By Prakhar Srivastava and Arasu Kannagi Basil
March 17 (Reuters) – Mastercard said on Tuesday it would buy stablecoin payments infrastructure firm BVNK for up to $1.8 billion, as the card giant deepens its push into blockchain-based transfers.
Increasing regulatory clarity and broader usage of stablecoins have created opportunities for card networks to expand beyond traditional cards into faster, lower-cost digital payment systems. Mastercard and rival Visa are competing to establish an early lead in the fast-evolving segment.
Mastercard said the deal would enable its users to carry out cross-border remittances, business payments and payouts with stablecoin, which offers advantages in speed, cost and availability.
“BVNK has spent the last seven years building not just the technology, but also obtaining licenses in multiple geographies,” said Mastercard’s chief product officer, Jorn Lambert, on a conference call.
Lambert added that building similar capability internally “would require quite a bit of time,” while an acquisition would allow Mastercard to “get to market much faster.”
The deal includes $300 million in contingent payments and is expected to close before the end of 2026.
Analysts at William Blair said that BVNK’s stablecoin infrastructure “complements its (Mastercard’s) existing card solutions, in our view, offering greater payment and money movement choice across fiat and blockchain rails.”
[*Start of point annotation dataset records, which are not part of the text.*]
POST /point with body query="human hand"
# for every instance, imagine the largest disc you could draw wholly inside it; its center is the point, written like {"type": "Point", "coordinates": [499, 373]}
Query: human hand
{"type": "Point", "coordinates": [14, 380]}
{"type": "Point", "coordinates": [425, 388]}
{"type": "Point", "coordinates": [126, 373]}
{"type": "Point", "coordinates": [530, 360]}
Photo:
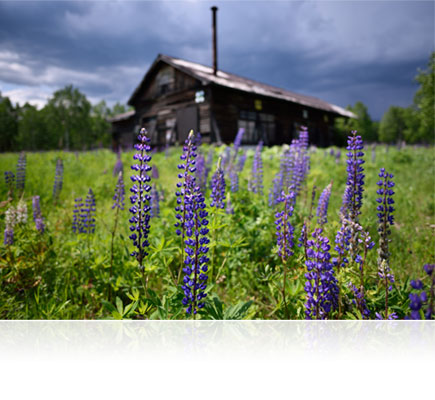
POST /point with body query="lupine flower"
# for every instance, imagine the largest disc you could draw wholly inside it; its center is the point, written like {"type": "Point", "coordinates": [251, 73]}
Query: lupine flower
{"type": "Point", "coordinates": [359, 300]}
{"type": "Point", "coordinates": [276, 189]}
{"type": "Point", "coordinates": [196, 241]}
{"type": "Point", "coordinates": [226, 158]}
{"type": "Point", "coordinates": [88, 214]}
{"type": "Point", "coordinates": [8, 236]}
{"type": "Point", "coordinates": [155, 202]}
{"type": "Point", "coordinates": [118, 198]}
{"type": "Point", "coordinates": [10, 222]}
{"type": "Point", "coordinates": [234, 180]}
{"type": "Point", "coordinates": [21, 212]}
{"type": "Point", "coordinates": [385, 220]}
{"type": "Point", "coordinates": [385, 209]}
{"type": "Point", "coordinates": [201, 172]}
{"type": "Point", "coordinates": [119, 166]}
{"type": "Point", "coordinates": [21, 171]}
{"type": "Point", "coordinates": [321, 285]}
{"type": "Point", "coordinates": [188, 165]}
{"type": "Point", "coordinates": [241, 162]}
{"type": "Point", "coordinates": [77, 221]}
{"type": "Point", "coordinates": [420, 301]}
{"type": "Point", "coordinates": [256, 182]}
{"type": "Point", "coordinates": [155, 172]}
{"type": "Point", "coordinates": [37, 217]}
{"type": "Point", "coordinates": [58, 180]}
{"type": "Point", "coordinates": [238, 141]}
{"type": "Point", "coordinates": [352, 198]}
{"type": "Point", "coordinates": [140, 199]}
{"type": "Point", "coordinates": [284, 229]}
{"type": "Point", "coordinates": [10, 180]}
{"type": "Point", "coordinates": [322, 208]}
{"type": "Point", "coordinates": [229, 209]}
{"type": "Point", "coordinates": [209, 161]}
{"type": "Point", "coordinates": [218, 187]}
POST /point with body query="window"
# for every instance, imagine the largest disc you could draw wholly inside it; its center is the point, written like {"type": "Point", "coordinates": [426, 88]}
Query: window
{"type": "Point", "coordinates": [258, 126]}
{"type": "Point", "coordinates": [165, 81]}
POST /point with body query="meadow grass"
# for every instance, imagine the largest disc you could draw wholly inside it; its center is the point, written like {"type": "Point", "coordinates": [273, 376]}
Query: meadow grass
{"type": "Point", "coordinates": [63, 275]}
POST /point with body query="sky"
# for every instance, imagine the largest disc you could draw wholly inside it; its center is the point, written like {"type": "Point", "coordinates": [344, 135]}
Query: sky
{"type": "Point", "coordinates": [339, 51]}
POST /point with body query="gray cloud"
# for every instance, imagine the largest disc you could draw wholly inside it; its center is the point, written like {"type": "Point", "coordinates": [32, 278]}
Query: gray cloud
{"type": "Point", "coordinates": [339, 51]}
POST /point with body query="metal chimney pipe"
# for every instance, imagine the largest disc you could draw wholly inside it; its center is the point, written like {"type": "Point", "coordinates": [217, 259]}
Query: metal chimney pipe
{"type": "Point", "coordinates": [214, 9]}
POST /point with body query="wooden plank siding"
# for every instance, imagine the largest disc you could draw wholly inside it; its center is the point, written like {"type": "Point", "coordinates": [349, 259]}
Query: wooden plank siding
{"type": "Point", "coordinates": [219, 105]}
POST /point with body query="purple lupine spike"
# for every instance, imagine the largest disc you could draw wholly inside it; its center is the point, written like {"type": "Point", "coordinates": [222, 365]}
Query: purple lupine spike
{"type": "Point", "coordinates": [58, 180]}
{"type": "Point", "coordinates": [119, 196]}
{"type": "Point", "coordinates": [218, 187]}
{"type": "Point", "coordinates": [420, 301]}
{"type": "Point", "coordinates": [241, 162]}
{"type": "Point", "coordinates": [321, 285]}
{"type": "Point", "coordinates": [77, 221]}
{"type": "Point", "coordinates": [359, 300]}
{"type": "Point", "coordinates": [155, 202]}
{"type": "Point", "coordinates": [256, 182]}
{"type": "Point", "coordinates": [140, 199]}
{"type": "Point", "coordinates": [286, 166]}
{"type": "Point", "coordinates": [385, 219]}
{"type": "Point", "coordinates": [21, 172]}
{"type": "Point", "coordinates": [276, 190]}
{"type": "Point", "coordinates": [322, 208]}
{"type": "Point", "coordinates": [284, 229]}
{"type": "Point", "coordinates": [234, 180]}
{"type": "Point", "coordinates": [352, 198]}
{"type": "Point", "coordinates": [189, 169]}
{"type": "Point", "coordinates": [196, 249]}
{"type": "Point", "coordinates": [37, 217]}
{"type": "Point", "coordinates": [229, 209]}
{"type": "Point", "coordinates": [10, 222]}
{"type": "Point", "coordinates": [10, 180]}
{"type": "Point", "coordinates": [8, 236]}
{"type": "Point", "coordinates": [155, 172]}
{"type": "Point", "coordinates": [209, 161]}
{"type": "Point", "coordinates": [88, 214]}
{"type": "Point", "coordinates": [201, 172]}
{"type": "Point", "coordinates": [238, 142]}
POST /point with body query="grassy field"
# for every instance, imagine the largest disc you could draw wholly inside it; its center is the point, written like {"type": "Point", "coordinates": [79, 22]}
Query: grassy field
{"type": "Point", "coordinates": [62, 275]}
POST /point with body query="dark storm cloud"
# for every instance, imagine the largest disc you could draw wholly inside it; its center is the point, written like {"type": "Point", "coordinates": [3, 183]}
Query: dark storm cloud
{"type": "Point", "coordinates": [339, 51]}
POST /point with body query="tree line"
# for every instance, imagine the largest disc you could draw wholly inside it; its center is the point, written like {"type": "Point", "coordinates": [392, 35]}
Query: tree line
{"type": "Point", "coordinates": [68, 121]}
{"type": "Point", "coordinates": [413, 124]}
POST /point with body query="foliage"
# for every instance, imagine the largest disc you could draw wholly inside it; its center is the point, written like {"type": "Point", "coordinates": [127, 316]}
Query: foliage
{"type": "Point", "coordinates": [362, 124]}
{"type": "Point", "coordinates": [425, 103]}
{"type": "Point", "coordinates": [68, 121]}
{"type": "Point", "coordinates": [57, 274]}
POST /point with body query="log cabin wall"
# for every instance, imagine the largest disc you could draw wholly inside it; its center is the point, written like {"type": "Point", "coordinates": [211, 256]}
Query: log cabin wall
{"type": "Point", "coordinates": [232, 108]}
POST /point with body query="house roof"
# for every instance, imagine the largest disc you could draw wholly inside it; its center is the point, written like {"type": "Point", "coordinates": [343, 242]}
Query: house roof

BVNK, founded in 2021, specializes in infrastructure to bridge between fiat and stablecoins. The platform enables sending and receiving payments on all major blockchain networks across more than 130 countries.
“BVNK represents a major buy opportunity for MA given the former’s impressive existing geographic reach, difficult-to-acquire payments licenses, and strong relationships with key ecosystem participants,” said Citi analyst Bryan Keane.
The deal builds on Mastercard’s broader push into digital assets, including its Crypto Partner Program, as it seeks to integrate blockchain-based payments into its global network and expand its addressable market.
Mastercard believes that stablecoin adoption is likely to broaden across the financial industry.